The possession of stealth F-35s could heavily impact the Middle East’s regional power dynamics. The rapid US and UAE alliance formation and a huge sum of $ 23 billion sale could have a notable influence on global arms trade. This could spur ambitious leaders of the region to start a cycle of advanced and sophisticated military acquisitions. Other US allies, such as Saudi Arabia, Qatar and Turkey could also be driven to pursue their interest in F-35s. Likewise, as the deal is meant to deter Iran, the latter could also pursue acquisition of advanced fighter jets such as the Chinese J-10 or the Russian Su-30SM. Moreover, Iran could also move towards other military defence options such as the S-400 air defence system.

Nonetheless, despite the concern of increasing regional volatility, there are less chances for the Biden Administration to scrap off such a significant deal made by its predecessor.
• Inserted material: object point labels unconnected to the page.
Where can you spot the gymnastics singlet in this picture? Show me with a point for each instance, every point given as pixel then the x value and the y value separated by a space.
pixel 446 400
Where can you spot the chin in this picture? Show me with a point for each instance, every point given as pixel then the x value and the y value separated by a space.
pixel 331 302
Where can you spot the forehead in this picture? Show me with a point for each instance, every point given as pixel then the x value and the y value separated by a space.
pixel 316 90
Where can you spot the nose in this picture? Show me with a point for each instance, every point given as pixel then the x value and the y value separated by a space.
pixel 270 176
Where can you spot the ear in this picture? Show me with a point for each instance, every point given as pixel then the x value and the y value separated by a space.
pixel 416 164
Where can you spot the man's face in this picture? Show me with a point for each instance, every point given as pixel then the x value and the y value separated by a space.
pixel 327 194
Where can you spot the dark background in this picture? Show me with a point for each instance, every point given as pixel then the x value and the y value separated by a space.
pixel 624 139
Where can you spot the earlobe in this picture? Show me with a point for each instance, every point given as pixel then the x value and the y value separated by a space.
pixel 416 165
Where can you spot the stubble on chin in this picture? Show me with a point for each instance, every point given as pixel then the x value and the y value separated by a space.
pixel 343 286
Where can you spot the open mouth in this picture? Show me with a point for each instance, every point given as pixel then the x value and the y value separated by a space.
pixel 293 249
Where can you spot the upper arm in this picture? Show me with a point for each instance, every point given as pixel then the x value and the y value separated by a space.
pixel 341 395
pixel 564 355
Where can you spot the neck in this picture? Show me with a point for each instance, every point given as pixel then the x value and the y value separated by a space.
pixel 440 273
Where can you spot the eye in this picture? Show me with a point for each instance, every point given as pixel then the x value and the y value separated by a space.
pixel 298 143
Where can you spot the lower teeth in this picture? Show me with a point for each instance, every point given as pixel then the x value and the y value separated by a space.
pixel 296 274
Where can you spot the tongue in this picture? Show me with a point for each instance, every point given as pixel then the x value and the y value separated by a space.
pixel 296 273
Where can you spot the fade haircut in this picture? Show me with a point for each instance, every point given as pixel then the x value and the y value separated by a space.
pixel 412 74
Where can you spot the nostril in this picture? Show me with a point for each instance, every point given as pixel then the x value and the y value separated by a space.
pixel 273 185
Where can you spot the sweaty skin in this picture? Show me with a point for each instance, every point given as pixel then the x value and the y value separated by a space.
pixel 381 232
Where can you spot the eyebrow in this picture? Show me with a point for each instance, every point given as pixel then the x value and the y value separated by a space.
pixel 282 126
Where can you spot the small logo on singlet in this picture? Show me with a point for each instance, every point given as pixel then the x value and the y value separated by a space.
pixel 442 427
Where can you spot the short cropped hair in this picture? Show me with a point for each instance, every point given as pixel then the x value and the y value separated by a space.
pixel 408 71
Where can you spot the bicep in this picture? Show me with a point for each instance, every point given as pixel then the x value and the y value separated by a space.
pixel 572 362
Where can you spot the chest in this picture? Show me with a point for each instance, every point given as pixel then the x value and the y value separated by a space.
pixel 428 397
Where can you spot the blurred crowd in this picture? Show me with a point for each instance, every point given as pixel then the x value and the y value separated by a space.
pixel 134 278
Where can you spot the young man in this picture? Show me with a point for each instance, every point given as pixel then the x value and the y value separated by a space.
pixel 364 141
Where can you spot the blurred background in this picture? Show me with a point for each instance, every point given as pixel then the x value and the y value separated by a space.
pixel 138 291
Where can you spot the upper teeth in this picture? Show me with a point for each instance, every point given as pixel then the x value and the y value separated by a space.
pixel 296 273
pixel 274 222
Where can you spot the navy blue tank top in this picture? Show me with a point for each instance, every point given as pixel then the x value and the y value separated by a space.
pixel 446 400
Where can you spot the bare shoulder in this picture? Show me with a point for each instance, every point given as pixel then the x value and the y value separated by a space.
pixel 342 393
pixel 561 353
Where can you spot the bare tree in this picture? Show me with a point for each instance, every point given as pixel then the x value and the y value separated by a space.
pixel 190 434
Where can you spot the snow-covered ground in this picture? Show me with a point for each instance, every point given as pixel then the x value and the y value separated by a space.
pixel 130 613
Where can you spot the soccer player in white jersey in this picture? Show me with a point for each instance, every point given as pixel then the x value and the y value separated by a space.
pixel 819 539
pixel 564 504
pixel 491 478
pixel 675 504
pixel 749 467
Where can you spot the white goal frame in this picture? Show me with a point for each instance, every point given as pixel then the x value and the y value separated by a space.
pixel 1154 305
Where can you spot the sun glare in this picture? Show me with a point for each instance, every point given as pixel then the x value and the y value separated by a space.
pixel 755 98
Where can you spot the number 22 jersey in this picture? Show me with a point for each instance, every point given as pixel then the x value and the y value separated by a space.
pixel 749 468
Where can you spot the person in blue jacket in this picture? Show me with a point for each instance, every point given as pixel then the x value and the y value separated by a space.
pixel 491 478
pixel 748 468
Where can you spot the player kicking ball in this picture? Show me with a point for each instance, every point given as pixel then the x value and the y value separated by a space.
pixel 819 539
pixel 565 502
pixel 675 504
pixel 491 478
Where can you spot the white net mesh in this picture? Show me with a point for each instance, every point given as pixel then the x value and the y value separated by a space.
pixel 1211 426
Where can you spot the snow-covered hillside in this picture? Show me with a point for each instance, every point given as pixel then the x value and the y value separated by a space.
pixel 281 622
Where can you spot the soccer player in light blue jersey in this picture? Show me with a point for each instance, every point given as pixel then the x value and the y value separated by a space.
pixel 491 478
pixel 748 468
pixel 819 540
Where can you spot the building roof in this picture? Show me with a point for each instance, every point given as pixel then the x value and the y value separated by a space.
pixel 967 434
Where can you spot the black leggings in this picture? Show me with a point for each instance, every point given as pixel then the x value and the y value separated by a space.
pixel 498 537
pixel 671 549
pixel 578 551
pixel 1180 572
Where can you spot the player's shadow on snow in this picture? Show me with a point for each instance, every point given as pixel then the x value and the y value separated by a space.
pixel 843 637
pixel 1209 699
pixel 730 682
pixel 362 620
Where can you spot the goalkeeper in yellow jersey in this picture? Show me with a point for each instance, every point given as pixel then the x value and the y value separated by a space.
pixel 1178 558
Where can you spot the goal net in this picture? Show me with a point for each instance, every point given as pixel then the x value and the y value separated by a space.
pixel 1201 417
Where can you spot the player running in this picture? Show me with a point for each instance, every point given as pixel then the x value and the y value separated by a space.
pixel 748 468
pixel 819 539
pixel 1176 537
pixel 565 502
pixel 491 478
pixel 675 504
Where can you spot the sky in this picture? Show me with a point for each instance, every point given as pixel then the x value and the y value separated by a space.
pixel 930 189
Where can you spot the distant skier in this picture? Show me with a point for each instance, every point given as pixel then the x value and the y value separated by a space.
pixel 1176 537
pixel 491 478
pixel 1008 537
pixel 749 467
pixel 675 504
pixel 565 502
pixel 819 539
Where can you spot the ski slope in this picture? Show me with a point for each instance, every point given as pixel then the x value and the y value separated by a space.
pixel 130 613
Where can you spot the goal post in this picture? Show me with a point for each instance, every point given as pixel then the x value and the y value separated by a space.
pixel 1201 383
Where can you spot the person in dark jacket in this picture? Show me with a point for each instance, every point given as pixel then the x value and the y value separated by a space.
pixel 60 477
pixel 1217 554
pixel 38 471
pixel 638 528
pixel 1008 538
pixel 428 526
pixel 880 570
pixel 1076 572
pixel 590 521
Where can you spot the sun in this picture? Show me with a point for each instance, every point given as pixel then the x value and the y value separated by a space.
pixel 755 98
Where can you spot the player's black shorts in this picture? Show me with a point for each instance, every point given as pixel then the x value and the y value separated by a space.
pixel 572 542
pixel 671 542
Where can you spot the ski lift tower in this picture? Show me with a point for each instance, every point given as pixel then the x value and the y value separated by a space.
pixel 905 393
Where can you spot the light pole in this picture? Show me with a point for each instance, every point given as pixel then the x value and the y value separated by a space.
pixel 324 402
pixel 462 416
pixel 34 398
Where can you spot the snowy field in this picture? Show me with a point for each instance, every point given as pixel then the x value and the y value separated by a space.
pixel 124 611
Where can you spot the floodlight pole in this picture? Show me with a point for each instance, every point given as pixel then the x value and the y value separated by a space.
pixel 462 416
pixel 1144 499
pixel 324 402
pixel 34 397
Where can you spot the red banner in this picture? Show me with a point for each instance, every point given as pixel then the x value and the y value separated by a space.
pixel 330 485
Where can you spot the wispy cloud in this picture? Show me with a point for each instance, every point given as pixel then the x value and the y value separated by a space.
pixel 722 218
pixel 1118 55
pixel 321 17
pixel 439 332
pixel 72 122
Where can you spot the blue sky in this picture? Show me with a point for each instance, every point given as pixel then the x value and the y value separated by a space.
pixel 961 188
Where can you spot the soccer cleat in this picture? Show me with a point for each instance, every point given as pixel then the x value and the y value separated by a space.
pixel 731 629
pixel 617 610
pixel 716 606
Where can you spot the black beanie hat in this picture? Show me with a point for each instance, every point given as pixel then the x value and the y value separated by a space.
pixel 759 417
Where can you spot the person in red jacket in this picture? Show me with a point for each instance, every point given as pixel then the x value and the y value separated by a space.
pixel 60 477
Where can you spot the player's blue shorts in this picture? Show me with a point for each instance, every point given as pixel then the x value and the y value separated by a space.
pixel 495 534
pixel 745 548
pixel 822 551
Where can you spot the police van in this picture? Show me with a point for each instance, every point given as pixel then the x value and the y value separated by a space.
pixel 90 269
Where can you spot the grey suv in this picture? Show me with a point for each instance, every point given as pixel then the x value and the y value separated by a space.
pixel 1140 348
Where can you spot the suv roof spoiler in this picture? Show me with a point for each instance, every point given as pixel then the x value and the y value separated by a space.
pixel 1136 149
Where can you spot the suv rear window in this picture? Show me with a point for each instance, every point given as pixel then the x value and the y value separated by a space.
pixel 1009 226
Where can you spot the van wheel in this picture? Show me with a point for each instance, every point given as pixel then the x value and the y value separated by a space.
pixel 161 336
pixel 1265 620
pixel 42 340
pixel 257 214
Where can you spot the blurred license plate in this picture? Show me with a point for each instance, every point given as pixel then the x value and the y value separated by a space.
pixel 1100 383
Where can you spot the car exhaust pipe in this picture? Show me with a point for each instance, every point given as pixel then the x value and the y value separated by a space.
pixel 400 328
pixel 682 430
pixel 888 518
The blockage of the deal could mean that the vacuum could be filled by US' competitor China which would ultimately undermine American interests in the Middle East. The US believes that there is still time to iron out any inconsistencies that remain in the deal as the UAE has not yet paid for the purchase. Efforts to derail the sale could go in vain as the reasons behind the US-UAE F-35 deal outweigh its potential fallout.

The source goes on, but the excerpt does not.